The door handle moved again, being tried. Just to talk, they assured her, they knew she would not be there tomorrow.
“Yes, yes. I’ll be here,” she promised.
After a while it was quiet. She listened at the door and then, in great fear, opened it slightly, saw no one and took her things and fled. She drove off in the car with things banging and slept in it through the night near some houses under construction.
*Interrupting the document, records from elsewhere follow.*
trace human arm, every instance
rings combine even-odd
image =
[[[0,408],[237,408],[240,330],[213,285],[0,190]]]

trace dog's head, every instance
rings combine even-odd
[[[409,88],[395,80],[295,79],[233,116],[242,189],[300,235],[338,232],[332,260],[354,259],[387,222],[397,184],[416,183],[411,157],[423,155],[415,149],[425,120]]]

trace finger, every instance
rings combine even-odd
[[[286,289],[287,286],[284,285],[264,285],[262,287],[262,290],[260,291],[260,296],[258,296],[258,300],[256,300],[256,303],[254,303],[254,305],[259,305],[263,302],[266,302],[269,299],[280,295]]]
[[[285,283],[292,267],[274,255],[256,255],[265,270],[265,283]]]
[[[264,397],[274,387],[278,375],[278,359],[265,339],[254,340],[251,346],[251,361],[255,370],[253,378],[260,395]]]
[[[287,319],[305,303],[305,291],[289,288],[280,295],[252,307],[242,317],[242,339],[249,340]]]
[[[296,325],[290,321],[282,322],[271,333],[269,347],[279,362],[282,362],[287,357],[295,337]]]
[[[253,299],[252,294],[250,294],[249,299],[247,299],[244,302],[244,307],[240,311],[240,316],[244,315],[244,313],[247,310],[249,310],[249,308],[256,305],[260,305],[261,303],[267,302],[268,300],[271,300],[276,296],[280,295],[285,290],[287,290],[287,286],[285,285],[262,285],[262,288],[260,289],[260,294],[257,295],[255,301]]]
“Well, you have luck, don’t you,” he said. He took her hand, which was slender. “Let me look at it,” he said. “This is your life line”—touching it with his finger. “According to this, you’re going to be around for a long time, I’d say into your eighties.”
“I can’t say I’m looking forward to that.”
“Well, you may change your mind. I see some children here, do you have children?”
“No, not yet.”
“I see two or three. It breaks up a little there, it’s hard to be certain.”
He sat holding her hand which for a moment closed affectionately around his. She smiled.
“Would you do me a favor?” she said. “Come with me for a few minutes after lunch, would you? There’s a shop just a few doors down that has a beautiful dress I’ve been looking at. If I tried it on, would you tell me yes or no?”
She tried on not one but two dresses in the small but stylish shop, coming out from behind the curtain and turning slightly from side to side. The white glint of a brassiere strap that she pushed underneath as an afterthought seemed a sign of purity. When she said good-bye, it was like a play ending. It was like the theater and coming out again to the streets. He saw his reflection in many windows as he passed and stopped to take measure of himself. He felt in possession of the city, not the Victorian city with its dark wood interiors and milky marble halls, the tall red buses that lurched by, endless windows and doors, but another city, visible yet unimagined.